By: The Editors
Publication Date: 12/03/2020
Our project started as a simple line of questioning. Curators from three institutions, each based in a US political territory designated as a “commonwealth,” chose to think together about what that term actually means. In this partnership among Beta-Local (San Juan, PR), the Institute for Contemporary Art at Virginia Commonwealth University (Richmond, VA), and Philadelphia Contemporary (Philadelphia, PA), we set out to investigate its history, its utopian potential, and its limitations. As we know, the United States of America began as a colony founded on land taken from indigenous peoples. Its revolutionary texts espoused the idea of life, liberty, and the pursuit of happiness—while embracing slavery and denying women the right to vote. In the nineteenth century the USA became an empire itself, and it remains so through its ongoing colonization of Puerto Rico. How is one to swallow such massive contradictions?
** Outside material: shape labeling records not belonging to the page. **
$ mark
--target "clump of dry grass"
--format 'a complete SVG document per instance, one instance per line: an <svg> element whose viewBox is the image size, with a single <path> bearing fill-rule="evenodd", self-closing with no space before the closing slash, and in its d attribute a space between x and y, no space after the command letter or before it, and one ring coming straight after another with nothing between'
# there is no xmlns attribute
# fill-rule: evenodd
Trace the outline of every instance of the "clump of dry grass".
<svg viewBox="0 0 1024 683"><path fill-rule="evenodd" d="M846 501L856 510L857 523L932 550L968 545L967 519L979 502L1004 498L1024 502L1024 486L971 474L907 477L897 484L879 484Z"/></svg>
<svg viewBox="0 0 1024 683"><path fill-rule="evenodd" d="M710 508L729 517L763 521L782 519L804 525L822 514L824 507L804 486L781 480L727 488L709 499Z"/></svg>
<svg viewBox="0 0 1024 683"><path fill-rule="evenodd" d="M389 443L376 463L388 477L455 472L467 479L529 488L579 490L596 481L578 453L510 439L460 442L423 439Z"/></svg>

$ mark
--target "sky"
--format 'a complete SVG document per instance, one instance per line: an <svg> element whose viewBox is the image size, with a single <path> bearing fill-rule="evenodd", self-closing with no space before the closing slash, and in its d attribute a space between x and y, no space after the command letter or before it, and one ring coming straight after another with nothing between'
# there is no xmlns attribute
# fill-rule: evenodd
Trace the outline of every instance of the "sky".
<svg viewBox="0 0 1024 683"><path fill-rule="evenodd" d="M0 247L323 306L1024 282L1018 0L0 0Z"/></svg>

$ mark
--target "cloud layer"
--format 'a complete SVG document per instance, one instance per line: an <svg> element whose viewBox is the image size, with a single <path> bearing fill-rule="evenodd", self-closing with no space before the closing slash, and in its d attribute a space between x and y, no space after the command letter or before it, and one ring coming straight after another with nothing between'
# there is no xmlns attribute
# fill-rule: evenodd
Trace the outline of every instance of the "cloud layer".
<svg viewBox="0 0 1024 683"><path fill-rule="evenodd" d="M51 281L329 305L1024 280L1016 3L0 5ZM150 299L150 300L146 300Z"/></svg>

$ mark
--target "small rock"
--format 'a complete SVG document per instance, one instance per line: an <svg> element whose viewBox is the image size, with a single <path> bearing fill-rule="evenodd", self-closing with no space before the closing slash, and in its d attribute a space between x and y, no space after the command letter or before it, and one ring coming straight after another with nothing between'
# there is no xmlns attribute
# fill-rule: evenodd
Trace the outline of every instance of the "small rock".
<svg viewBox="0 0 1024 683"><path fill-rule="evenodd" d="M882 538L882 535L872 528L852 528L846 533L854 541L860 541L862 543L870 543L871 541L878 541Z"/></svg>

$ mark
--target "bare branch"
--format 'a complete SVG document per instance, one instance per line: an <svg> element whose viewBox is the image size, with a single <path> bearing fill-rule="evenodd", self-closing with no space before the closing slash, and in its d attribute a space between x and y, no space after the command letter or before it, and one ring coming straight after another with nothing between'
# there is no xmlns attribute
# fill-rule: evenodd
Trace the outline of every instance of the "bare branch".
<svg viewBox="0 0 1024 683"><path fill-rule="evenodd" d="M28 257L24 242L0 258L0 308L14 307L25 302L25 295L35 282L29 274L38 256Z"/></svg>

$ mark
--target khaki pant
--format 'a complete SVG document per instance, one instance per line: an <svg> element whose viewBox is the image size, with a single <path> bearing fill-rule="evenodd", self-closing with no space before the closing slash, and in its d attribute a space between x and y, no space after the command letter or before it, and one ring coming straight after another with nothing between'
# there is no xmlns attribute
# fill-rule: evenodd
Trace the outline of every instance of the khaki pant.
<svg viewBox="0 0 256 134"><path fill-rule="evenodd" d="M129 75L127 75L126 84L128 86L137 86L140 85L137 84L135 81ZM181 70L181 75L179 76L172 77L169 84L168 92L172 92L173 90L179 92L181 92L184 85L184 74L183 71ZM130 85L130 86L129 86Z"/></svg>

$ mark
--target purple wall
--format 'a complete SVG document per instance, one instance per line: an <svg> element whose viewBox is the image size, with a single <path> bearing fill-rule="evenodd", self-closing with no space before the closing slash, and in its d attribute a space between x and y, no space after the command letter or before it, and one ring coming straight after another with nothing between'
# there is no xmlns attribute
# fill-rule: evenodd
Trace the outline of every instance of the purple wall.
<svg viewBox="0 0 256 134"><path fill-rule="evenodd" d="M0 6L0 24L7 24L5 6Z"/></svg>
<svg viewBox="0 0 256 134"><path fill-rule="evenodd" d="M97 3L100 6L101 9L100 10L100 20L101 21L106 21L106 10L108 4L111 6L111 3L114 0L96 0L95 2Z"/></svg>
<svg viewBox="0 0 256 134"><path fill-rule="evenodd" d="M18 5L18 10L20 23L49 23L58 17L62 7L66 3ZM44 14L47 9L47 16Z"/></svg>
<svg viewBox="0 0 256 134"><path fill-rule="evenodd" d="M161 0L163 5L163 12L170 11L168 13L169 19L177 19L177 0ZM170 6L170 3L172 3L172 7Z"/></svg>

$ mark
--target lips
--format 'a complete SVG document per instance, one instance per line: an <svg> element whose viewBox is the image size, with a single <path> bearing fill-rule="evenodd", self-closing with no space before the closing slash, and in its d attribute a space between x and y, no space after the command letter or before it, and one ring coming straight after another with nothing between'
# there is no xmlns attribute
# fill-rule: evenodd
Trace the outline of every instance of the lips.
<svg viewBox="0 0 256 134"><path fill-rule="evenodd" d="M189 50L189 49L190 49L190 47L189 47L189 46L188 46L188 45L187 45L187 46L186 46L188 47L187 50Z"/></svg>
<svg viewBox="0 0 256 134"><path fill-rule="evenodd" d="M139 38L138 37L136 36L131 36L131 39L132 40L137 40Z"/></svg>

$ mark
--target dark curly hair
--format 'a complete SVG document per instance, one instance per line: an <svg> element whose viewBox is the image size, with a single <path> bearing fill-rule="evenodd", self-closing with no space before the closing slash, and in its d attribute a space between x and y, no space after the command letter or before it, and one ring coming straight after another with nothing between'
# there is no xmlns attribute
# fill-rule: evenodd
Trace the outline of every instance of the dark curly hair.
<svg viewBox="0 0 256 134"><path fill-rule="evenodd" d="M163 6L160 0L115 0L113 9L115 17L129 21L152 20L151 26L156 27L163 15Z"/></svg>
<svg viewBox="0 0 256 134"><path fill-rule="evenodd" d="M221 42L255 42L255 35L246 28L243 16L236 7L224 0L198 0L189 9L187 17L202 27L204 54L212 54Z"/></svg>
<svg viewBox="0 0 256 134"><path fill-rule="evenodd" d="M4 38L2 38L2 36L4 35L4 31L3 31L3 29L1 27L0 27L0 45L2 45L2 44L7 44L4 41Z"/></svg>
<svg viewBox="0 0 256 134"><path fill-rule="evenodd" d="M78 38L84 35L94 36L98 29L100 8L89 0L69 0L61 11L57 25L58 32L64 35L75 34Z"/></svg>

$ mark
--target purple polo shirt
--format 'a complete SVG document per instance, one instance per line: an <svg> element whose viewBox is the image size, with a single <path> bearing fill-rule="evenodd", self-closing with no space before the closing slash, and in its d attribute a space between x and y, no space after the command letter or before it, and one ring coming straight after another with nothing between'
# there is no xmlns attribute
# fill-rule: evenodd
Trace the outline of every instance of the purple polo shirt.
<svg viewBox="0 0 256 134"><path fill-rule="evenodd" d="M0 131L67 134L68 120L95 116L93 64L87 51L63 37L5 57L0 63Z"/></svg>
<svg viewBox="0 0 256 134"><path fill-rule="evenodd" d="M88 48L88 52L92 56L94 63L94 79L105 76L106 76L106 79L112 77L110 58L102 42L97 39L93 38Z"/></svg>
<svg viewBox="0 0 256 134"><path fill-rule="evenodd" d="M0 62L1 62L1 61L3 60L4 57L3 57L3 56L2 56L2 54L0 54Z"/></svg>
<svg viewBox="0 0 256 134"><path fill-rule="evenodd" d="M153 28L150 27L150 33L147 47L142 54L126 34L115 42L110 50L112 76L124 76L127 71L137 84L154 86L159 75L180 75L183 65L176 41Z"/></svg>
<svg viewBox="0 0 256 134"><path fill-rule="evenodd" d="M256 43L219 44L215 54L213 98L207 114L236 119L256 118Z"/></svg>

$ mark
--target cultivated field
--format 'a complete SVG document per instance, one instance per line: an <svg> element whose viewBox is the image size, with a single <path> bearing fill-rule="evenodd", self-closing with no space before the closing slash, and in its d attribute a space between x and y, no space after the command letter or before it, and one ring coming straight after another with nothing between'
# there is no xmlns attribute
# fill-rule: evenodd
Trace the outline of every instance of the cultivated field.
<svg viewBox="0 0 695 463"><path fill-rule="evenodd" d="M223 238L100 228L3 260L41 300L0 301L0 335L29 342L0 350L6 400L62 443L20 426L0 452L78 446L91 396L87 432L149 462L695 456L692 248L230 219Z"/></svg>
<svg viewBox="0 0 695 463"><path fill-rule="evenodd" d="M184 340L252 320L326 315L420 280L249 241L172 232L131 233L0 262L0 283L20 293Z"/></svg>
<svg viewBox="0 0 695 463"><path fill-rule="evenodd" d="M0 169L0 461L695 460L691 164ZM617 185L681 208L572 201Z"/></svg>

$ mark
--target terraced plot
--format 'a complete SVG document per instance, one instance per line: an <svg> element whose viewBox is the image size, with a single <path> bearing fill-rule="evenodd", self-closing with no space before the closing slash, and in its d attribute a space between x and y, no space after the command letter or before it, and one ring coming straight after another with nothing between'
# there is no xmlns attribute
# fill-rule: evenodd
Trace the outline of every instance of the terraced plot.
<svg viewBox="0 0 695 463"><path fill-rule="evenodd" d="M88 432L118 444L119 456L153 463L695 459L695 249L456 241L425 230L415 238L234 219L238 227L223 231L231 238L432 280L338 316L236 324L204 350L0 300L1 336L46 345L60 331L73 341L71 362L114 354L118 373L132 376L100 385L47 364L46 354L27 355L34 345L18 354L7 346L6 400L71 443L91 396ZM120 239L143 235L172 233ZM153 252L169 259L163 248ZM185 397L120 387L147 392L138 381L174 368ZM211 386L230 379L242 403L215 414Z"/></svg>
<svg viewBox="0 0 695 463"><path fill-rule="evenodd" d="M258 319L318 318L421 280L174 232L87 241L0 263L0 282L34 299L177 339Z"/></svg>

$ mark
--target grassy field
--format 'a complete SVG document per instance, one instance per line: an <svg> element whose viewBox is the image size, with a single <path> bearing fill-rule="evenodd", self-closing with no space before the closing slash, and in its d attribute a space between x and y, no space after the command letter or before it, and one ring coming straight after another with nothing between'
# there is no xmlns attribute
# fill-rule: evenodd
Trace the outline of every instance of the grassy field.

Since 2018, the curatorial team has been meeting in our respective cities, considering these questions and formulating a collaborative project—one that would reflect shared values and commitments while respecting differences in our institutions, our contexts, and our perspectives. Through our collaborative work as well as community processes in each city, we explored the meaning of commonwealth. We explored our connection to the land, our unity or division as a common people, and the voices of resistance that come together to fight injustice within our communities. Together, our curatorial team also selected a group of artists from whom to commission works that would respond to ideas of “common wealth” and “common debt.” We initially planned to present them through exhibitions in all three cities, along with a more traditional print publication and localized public programming—but the onset of COVID-19 forced us to pivot.
We agreed that each organization would take the lead on one re-formulated component of the project: Beta-Local would lead on this re-envisioned publication, the ICA would focus on a reconceived exhibition and work with the artists to adapt their commissioned projects into a spatially distanced indoor-outdoor exhibition, and Philadelphia Contemporary would emphasize its community council, regranting, and a neighborhood banner initiative. The two physical manifestations of
Commonwealth are now the banner project and a billboard by Firelei Baez in Philadelphia (October 15, 2020-January 10, 2021), and an exhibition of all the commissioned works at the ICA both in and around the building to allow socially distanced viewing (September 12, 2020 – January 2021). The newly-obvious benefits of digital programming also opened paths to
collaborative digital programs that link our communities and connect to others.